どうやら聞く耳を持たないらしいと悟った時には言われるがまま、懺悔室の戸を潜って、勧められた通りにソファに腰掛けてしまっていた。ふだんこうして、囚人や時々看守達が面談をしているのをみたことがあったが、まさか自分がそうなるとは思わなかったと思いながらも、プッチは紅茶を淹れる支度をしていたので、断るに断れない。ヴェストは半ば諦めるようなつもりで、仕方なしに開かれたままであった聖書を眺めることにして。ティーポットとカップを二つ持ってきたプッチが、おもむろに果物かごに手を伸ばした。

「そうだ、君にこれを、お裾分けしよう」

ヴェストの掌に転がされたのは、紅く熟れた林檎だった。なんの冗談かと思って、ヴェストは反応に困って神父の顔を見上げる。彼の表情は相変わらず慈悲深い微笑みを纏っていたから、なにも冗談など含まれてはいないらしかった。

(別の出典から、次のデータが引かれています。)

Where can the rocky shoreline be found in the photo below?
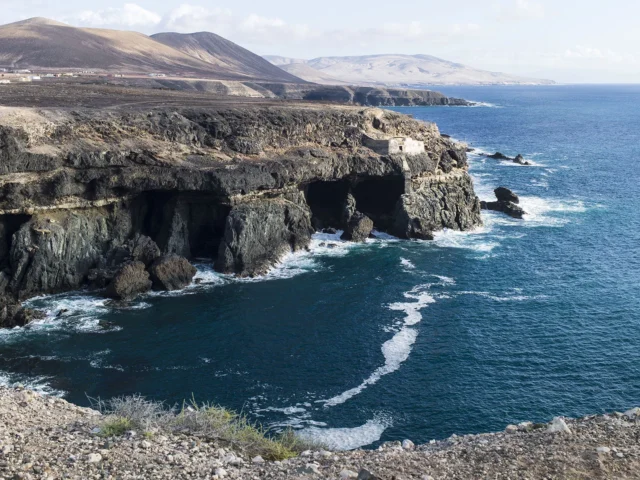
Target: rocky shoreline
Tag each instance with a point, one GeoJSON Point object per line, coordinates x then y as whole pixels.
{"type": "Point", "coordinates": [107, 197]}
{"type": "Point", "coordinates": [48, 438]}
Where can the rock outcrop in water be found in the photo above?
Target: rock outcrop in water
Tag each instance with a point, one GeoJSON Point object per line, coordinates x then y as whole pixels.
{"type": "Point", "coordinates": [507, 203]}
{"type": "Point", "coordinates": [94, 197]}
{"type": "Point", "coordinates": [519, 159]}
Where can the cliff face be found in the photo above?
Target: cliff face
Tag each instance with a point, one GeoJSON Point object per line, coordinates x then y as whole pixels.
{"type": "Point", "coordinates": [241, 186]}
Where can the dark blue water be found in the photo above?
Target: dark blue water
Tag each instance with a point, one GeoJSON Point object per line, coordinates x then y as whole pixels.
{"type": "Point", "coordinates": [521, 320]}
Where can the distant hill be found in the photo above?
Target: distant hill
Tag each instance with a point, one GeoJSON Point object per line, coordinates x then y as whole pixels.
{"type": "Point", "coordinates": [39, 43]}
{"type": "Point", "coordinates": [394, 70]}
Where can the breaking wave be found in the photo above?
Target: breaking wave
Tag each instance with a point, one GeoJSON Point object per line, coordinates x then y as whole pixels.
{"type": "Point", "coordinates": [397, 349]}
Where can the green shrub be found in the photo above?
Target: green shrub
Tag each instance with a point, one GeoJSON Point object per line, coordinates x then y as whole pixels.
{"type": "Point", "coordinates": [115, 427]}
{"type": "Point", "coordinates": [206, 420]}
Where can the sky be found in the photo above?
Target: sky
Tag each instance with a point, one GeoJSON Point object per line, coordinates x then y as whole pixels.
{"type": "Point", "coordinates": [569, 41]}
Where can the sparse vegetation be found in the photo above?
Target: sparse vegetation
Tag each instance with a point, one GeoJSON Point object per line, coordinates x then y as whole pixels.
{"type": "Point", "coordinates": [234, 430]}
{"type": "Point", "coordinates": [115, 427]}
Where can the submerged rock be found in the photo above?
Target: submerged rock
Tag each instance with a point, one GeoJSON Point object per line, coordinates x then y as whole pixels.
{"type": "Point", "coordinates": [12, 314]}
{"type": "Point", "coordinates": [509, 208]}
{"type": "Point", "coordinates": [358, 229]}
{"type": "Point", "coordinates": [171, 272]}
{"type": "Point", "coordinates": [503, 194]}
{"type": "Point", "coordinates": [130, 281]}
{"type": "Point", "coordinates": [499, 156]}
{"type": "Point", "coordinates": [507, 203]}
{"type": "Point", "coordinates": [520, 160]}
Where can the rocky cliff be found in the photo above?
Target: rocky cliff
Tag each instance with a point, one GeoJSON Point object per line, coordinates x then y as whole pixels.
{"type": "Point", "coordinates": [80, 188]}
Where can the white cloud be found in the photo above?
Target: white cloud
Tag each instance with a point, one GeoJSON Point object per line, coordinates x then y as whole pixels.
{"type": "Point", "coordinates": [598, 54]}
{"type": "Point", "coordinates": [258, 31]}
{"type": "Point", "coordinates": [520, 10]}
{"type": "Point", "coordinates": [129, 15]}
{"type": "Point", "coordinates": [191, 18]}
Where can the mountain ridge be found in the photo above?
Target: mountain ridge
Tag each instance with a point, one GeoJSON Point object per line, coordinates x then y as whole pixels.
{"type": "Point", "coordinates": [41, 43]}
{"type": "Point", "coordinates": [399, 70]}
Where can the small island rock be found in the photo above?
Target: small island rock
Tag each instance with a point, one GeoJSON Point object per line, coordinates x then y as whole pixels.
{"type": "Point", "coordinates": [171, 272]}
{"type": "Point", "coordinates": [129, 282]}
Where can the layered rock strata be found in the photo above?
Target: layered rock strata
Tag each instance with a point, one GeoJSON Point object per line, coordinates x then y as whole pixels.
{"type": "Point", "coordinates": [85, 192]}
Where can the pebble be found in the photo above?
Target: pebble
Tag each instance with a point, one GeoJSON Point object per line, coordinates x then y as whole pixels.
{"type": "Point", "coordinates": [511, 429]}
{"type": "Point", "coordinates": [66, 448]}
{"type": "Point", "coordinates": [94, 458]}
{"type": "Point", "coordinates": [346, 474]}
{"type": "Point", "coordinates": [558, 425]}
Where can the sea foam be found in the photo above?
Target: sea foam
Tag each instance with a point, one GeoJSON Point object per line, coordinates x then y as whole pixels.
{"type": "Point", "coordinates": [347, 438]}
{"type": "Point", "coordinates": [397, 349]}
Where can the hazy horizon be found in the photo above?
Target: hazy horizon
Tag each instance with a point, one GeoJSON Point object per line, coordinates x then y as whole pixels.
{"type": "Point", "coordinates": [532, 38]}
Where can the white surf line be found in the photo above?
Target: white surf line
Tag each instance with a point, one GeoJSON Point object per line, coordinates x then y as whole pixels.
{"type": "Point", "coordinates": [347, 438]}
{"type": "Point", "coordinates": [397, 349]}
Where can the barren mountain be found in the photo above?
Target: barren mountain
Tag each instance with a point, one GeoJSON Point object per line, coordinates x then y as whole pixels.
{"type": "Point", "coordinates": [39, 43]}
{"type": "Point", "coordinates": [224, 55]}
{"type": "Point", "coordinates": [395, 70]}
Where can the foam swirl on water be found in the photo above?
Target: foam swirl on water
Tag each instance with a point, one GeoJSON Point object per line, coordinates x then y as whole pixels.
{"type": "Point", "coordinates": [397, 349]}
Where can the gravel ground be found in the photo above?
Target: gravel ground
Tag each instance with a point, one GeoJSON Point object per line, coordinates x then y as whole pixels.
{"type": "Point", "coordinates": [48, 438]}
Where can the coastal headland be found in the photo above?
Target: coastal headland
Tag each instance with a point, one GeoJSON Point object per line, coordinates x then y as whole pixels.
{"type": "Point", "coordinates": [104, 186]}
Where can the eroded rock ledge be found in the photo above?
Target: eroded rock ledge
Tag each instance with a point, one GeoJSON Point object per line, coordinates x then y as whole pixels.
{"type": "Point", "coordinates": [241, 186]}
{"type": "Point", "coordinates": [44, 437]}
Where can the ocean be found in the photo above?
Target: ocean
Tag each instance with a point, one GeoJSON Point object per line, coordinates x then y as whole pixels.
{"type": "Point", "coordinates": [360, 344]}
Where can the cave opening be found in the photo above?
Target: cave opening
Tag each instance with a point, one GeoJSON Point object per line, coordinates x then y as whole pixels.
{"type": "Point", "coordinates": [9, 225]}
{"type": "Point", "coordinates": [326, 200]}
{"type": "Point", "coordinates": [190, 224]}
{"type": "Point", "coordinates": [377, 198]}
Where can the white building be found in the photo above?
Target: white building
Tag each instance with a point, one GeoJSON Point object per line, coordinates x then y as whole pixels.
{"type": "Point", "coordinates": [394, 146]}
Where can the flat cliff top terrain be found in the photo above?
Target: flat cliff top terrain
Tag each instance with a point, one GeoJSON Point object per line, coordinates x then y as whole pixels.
{"type": "Point", "coordinates": [48, 438]}
{"type": "Point", "coordinates": [74, 95]}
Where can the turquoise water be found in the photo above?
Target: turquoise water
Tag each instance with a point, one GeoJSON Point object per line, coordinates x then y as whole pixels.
{"type": "Point", "coordinates": [520, 320]}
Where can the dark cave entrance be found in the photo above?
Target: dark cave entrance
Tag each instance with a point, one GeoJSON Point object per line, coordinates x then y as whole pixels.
{"type": "Point", "coordinates": [377, 198]}
{"type": "Point", "coordinates": [9, 225]}
{"type": "Point", "coordinates": [190, 224]}
{"type": "Point", "coordinates": [326, 201]}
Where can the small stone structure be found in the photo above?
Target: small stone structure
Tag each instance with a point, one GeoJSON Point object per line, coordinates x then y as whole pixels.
{"type": "Point", "coordinates": [393, 146]}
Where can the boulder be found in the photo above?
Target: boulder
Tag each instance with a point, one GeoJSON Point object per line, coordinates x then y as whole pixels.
{"type": "Point", "coordinates": [509, 208]}
{"type": "Point", "coordinates": [171, 272]}
{"type": "Point", "coordinates": [520, 160]}
{"type": "Point", "coordinates": [348, 210]}
{"type": "Point", "coordinates": [459, 156]}
{"type": "Point", "coordinates": [503, 194]}
{"type": "Point", "coordinates": [499, 156]}
{"type": "Point", "coordinates": [130, 281]}
{"type": "Point", "coordinates": [435, 204]}
{"type": "Point", "coordinates": [12, 314]}
{"type": "Point", "coordinates": [507, 203]}
{"type": "Point", "coordinates": [558, 425]}
{"type": "Point", "coordinates": [365, 474]}
{"type": "Point", "coordinates": [358, 229]}
{"type": "Point", "coordinates": [258, 232]}
{"type": "Point", "coordinates": [144, 249]}
{"type": "Point", "coordinates": [446, 163]}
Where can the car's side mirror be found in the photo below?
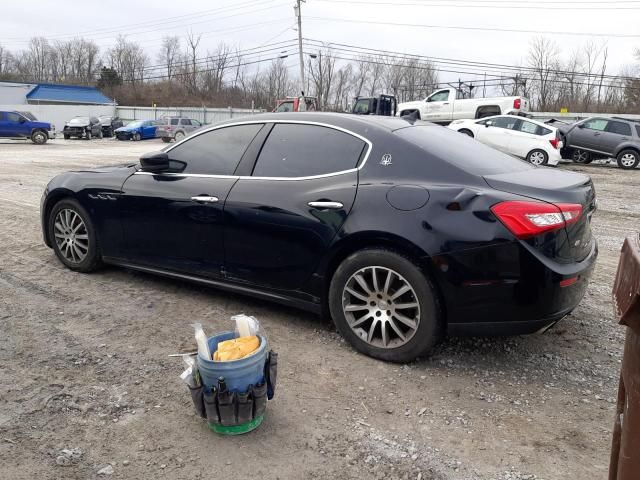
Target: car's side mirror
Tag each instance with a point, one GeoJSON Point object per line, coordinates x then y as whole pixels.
{"type": "Point", "coordinates": [154, 162]}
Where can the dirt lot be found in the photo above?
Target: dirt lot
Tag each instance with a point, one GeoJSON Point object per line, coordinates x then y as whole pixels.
{"type": "Point", "coordinates": [85, 367]}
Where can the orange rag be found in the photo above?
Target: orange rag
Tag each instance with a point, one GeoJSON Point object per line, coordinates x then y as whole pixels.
{"type": "Point", "coordinates": [236, 348]}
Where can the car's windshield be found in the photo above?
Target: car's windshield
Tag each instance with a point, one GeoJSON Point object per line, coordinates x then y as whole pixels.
{"type": "Point", "coordinates": [29, 116]}
{"type": "Point", "coordinates": [471, 156]}
{"type": "Point", "coordinates": [79, 121]}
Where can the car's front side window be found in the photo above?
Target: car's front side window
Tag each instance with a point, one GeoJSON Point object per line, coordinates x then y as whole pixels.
{"type": "Point", "coordinates": [216, 152]}
{"type": "Point", "coordinates": [301, 150]}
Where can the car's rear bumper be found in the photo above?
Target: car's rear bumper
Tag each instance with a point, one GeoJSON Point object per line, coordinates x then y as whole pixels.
{"type": "Point", "coordinates": [507, 289]}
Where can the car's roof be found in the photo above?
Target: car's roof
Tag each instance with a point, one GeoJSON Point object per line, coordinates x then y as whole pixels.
{"type": "Point", "coordinates": [357, 123]}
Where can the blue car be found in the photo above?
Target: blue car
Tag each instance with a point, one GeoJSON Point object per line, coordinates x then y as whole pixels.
{"type": "Point", "coordinates": [25, 125]}
{"type": "Point", "coordinates": [137, 130]}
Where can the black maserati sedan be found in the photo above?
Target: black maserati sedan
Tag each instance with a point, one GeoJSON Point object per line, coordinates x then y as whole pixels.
{"type": "Point", "coordinates": [400, 230]}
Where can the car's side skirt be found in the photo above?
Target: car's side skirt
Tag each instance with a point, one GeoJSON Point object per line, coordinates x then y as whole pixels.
{"type": "Point", "coordinates": [222, 285]}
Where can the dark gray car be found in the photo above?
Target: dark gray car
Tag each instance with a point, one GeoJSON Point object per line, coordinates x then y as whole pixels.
{"type": "Point", "coordinates": [599, 137]}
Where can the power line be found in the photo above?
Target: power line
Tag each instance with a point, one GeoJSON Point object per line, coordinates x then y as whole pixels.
{"type": "Point", "coordinates": [484, 29]}
{"type": "Point", "coordinates": [472, 4]}
{"type": "Point", "coordinates": [483, 66]}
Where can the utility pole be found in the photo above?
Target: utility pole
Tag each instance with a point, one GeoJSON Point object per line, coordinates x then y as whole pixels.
{"type": "Point", "coordinates": [298, 11]}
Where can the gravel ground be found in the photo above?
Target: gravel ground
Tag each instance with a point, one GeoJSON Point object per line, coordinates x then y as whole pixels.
{"type": "Point", "coordinates": [87, 389]}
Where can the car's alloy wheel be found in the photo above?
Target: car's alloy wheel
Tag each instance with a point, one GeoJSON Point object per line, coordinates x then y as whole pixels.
{"type": "Point", "coordinates": [381, 307]}
{"type": "Point", "coordinates": [39, 137]}
{"type": "Point", "coordinates": [628, 159]}
{"type": "Point", "coordinates": [384, 305]}
{"type": "Point", "coordinates": [581, 156]}
{"type": "Point", "coordinates": [537, 157]}
{"type": "Point", "coordinates": [72, 236]}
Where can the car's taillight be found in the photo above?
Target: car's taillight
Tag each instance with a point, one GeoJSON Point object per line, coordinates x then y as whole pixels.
{"type": "Point", "coordinates": [528, 219]}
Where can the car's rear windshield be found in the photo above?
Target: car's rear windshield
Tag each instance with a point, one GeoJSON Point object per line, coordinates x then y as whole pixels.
{"type": "Point", "coordinates": [79, 120]}
{"type": "Point", "coordinates": [461, 151]}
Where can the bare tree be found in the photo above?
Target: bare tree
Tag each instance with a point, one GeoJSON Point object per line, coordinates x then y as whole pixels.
{"type": "Point", "coordinates": [169, 54]}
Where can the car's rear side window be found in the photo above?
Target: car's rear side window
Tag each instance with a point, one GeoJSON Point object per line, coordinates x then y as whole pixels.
{"type": "Point", "coordinates": [620, 128]}
{"type": "Point", "coordinates": [464, 153]}
{"type": "Point", "coordinates": [216, 152]}
{"type": "Point", "coordinates": [300, 150]}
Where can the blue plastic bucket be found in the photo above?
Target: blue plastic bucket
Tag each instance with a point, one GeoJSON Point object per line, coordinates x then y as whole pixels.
{"type": "Point", "coordinates": [238, 374]}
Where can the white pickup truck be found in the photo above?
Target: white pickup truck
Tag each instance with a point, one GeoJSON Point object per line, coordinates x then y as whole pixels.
{"type": "Point", "coordinates": [444, 106]}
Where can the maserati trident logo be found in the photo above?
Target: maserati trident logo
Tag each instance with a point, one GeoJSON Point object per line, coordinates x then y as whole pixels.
{"type": "Point", "coordinates": [386, 159]}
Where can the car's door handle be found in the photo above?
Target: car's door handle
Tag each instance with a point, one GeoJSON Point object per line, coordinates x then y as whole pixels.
{"type": "Point", "coordinates": [205, 199]}
{"type": "Point", "coordinates": [326, 205]}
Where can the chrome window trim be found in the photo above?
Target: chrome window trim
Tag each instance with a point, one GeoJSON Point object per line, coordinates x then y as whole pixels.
{"type": "Point", "coordinates": [247, 177]}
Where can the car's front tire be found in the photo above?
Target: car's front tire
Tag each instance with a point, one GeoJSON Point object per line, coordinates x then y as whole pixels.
{"type": "Point", "coordinates": [537, 157]}
{"type": "Point", "coordinates": [581, 156]}
{"type": "Point", "coordinates": [628, 159]}
{"type": "Point", "coordinates": [39, 137]}
{"type": "Point", "coordinates": [73, 236]}
{"type": "Point", "coordinates": [384, 305]}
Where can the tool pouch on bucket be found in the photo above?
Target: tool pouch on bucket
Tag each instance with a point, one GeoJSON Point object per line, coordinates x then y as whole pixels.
{"type": "Point", "coordinates": [227, 408]}
{"type": "Point", "coordinates": [259, 399]}
{"type": "Point", "coordinates": [211, 406]}
{"type": "Point", "coordinates": [271, 373]}
{"type": "Point", "coordinates": [198, 399]}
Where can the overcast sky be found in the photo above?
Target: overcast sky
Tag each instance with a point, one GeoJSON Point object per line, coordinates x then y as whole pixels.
{"type": "Point", "coordinates": [251, 23]}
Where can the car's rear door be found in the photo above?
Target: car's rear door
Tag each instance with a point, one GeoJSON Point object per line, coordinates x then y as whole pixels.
{"type": "Point", "coordinates": [283, 218]}
{"type": "Point", "coordinates": [525, 136]}
{"type": "Point", "coordinates": [588, 134]}
{"type": "Point", "coordinates": [174, 220]}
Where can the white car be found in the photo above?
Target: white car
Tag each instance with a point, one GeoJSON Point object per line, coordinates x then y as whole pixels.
{"type": "Point", "coordinates": [449, 104]}
{"type": "Point", "coordinates": [536, 142]}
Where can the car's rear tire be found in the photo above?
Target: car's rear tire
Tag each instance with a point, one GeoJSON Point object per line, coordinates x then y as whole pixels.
{"type": "Point", "coordinates": [581, 156]}
{"type": "Point", "coordinates": [628, 159]}
{"type": "Point", "coordinates": [384, 305]}
{"type": "Point", "coordinates": [537, 157]}
{"type": "Point", "coordinates": [73, 236]}
{"type": "Point", "coordinates": [39, 137]}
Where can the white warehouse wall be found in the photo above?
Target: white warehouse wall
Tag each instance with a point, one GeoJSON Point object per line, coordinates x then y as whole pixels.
{"type": "Point", "coordinates": [58, 115]}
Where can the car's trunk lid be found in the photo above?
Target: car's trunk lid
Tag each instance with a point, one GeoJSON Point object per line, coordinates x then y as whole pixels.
{"type": "Point", "coordinates": [556, 186]}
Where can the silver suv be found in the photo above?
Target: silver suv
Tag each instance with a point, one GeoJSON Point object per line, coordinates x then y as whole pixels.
{"type": "Point", "coordinates": [176, 128]}
{"type": "Point", "coordinates": [598, 137]}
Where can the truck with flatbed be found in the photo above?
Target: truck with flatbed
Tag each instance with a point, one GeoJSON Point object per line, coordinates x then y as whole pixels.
{"type": "Point", "coordinates": [448, 104]}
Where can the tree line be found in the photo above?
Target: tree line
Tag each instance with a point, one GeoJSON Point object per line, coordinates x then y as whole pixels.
{"type": "Point", "coordinates": [184, 73]}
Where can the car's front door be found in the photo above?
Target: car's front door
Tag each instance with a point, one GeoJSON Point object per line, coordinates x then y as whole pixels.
{"type": "Point", "coordinates": [497, 132]}
{"type": "Point", "coordinates": [588, 134]}
{"type": "Point", "coordinates": [283, 219]}
{"type": "Point", "coordinates": [174, 220]}
{"type": "Point", "coordinates": [439, 106]}
{"type": "Point", "coordinates": [616, 133]}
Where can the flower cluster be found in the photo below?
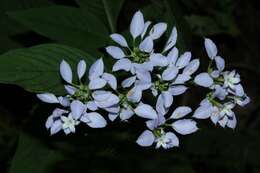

「果物はいい。口にするだけで、沈んだ心を、晴れやかにしてくれる。それとも……君は引力を信じるかい?」
「……少なくとも、ニュートンは信じていたと思いますよ」

その回答に、プッチはおおいに頷いて、そして紅茶に口をつけた。





ふと意識が落ちていたことに気付いた時には、腰掛けていた椅子が、がたり、と大げさな音を起ていていた。それにジョンガリは思わず吹き出して、ヴェストは大きく顔をしかめる。

「最悪だ……」
「まあそう言うな、コーヒーでも淹れてやろうか」
「思ってもないこと、言わないでくれよ」

全く、コーヒーを淹れるつもりはおろか、手を動かすつもりも、立ち上がるつもりもないだろう。ヴェストは喉まで迫り上がってきた不平を押し込めて、それから「起こしてくれてもよかったじゃあないか」と、それだけが小さく口からこぼれ落ちる。深いため息と一緒に、まるで水中に浮かんだあぶくのようだ。つまり、どこにも浮かばれない。冷めたフレンチ・フライと一緒。口にしても後味が悪い、塩辛いだけで、どうにも重ったるい。フロリダ・オレンジジュースでもあれば違うだろうけれど。そこまで考えて、ようやく気分が晴れて来たような気がした。ジョンガリは相変わらず笑っているので、ヴェストは窓枠に頬杖を付いた。

「……どれくらい寝てた?」
「せいぜい、十五分くらいか。疲れが溜まっているようだな」

それに関しては思い当たる節があったのだろう、とたんに渋い顔をして、呻くように相槌を打ってから口を開いた。「この前、警戒レベル4まで上がったの…ガンポイントの所に、女囚がいたとかだんだとか、なんとかで、少しね」コーヒーメーカの豆を取り替えながら、げんなりしたような口調で言った。自分の分のマグカップを手に取って、冷めきった中身は排水溝に流して、ジョンガリを振り返る。彼が自分のマグを持ち上げたので、ヴェストは二回首を縦に振った。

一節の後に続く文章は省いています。